Just wondering, why is the Mafia forum closed? xD


----------



## Kratos Aurion (Aug 22, 2008)

Butterfree wants to make changes to how it'll work, and I *think* (I could be remembering it wrong) she said something about not having backups of at least some of the rules and stuff. So she'll reopen it whenever she's done rewriting/improving it.

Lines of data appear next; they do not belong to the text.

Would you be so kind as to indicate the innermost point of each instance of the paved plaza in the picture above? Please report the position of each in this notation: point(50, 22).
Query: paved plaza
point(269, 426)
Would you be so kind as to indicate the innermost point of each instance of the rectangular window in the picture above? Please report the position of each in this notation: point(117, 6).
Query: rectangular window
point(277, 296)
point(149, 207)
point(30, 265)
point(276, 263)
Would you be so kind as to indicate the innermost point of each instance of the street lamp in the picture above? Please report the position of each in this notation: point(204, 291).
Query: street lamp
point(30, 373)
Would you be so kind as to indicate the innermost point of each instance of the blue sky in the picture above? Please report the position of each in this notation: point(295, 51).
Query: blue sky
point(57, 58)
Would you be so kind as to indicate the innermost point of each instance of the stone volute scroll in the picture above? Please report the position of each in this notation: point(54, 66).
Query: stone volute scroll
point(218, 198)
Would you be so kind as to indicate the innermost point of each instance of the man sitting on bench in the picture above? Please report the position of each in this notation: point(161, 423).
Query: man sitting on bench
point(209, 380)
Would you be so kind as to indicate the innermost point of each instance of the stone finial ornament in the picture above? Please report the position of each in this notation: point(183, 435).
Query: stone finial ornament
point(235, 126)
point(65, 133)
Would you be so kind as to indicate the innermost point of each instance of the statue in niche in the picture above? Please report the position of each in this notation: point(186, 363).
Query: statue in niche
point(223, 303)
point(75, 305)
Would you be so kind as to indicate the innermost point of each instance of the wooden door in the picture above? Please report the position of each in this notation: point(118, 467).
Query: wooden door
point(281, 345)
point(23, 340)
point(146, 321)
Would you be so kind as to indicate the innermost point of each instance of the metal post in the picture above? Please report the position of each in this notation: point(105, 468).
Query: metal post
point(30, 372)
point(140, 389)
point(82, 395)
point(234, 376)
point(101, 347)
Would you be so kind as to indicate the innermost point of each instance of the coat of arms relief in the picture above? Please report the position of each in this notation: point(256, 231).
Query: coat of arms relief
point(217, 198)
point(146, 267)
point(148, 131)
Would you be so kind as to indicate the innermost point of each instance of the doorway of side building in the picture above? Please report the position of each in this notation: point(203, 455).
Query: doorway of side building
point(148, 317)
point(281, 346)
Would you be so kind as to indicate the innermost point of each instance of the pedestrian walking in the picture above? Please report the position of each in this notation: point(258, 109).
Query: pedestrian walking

(why did you disappear halfway through Sootopolis Mafia D:)


----------



## Butterfree (Aug 22, 2008)

Some people actually sent me the full rules so I've got them, but mostly I'm planning to write a special hack to make the Mafia work much more smoothly (easier approval and joining of games, mostly automated game mastering and night actions to prevent screwups while allowing the GM to type out death messages and such, automatically preventing people who are dead from posting, automated notices to remind people that a Mafia game they've signed up for is starting or that there's a new game or they need to send in new night actions, and so on). I had pretty much all my work on it (not that much, but a start) destroyed a while ago in a power outage, but I'll start over later and get it done when I can.


----------



## Zora of Termina (Aug 22, 2008)

Ugh, please do. Ah miss mah Mafia, and I was halfway through writing a glitch Mafia when the wipe happened. No hurry though. I can wait a little longer if I have to.


----------



## Lucas₇₅₅ (Aug 22, 2008)

Sorry if I sound a little... noobish, but what exactly _was_ the Mafia?


----------



## Kratos Aurion (Aug 22, 2008)

That... would be _amazing_, Butterfree. Can there be a button to kill players that don't participate if the GM so desires?

Lucas755: it's a forum variant of this game. An "official" website of sorts for forum-based mafia games also exists but I'm too lazy to go find it right now.


----------



## Butterfree (Aug 22, 2008)

There will be a button to kill _any_ player if the GM so desires. :D The GM will be able to modify the outcome of the night after all night actions have been applied.

You'll actually have a GM CP where you can create roles and have their night action stored in the database. :o Provided, of course, that the night action does something the predefined conditions and actions (which I hope to make suitably varied); otherwise, there will be an option for the GM to manually execute that person's night action each turn instead.


----------



## Zora of Termina (Aug 22, 2008)

Butterfree said:


> There will be a button to kill _any_ player if the GM so desires. :D The GM will be able to modify the outcome of the night after all night actions have been applied.
> 
> You'll actually have a GM CP where you can create roles and have their night action stored in the database. :o Provided, of course, that the night action does something the predefined conditions and actions (which I hope to make suitably varied); otherwise, there will be an option for the GM to manually execute that person's night action each turn instead.


...Butterfree I love you. Moarrr buttonnnssss~


----------



## KMew (Aug 23, 2008)

Butterfree. <3

Kratos; ahhha. I'm really sorry, I just kinda... forgot about it. xD


----------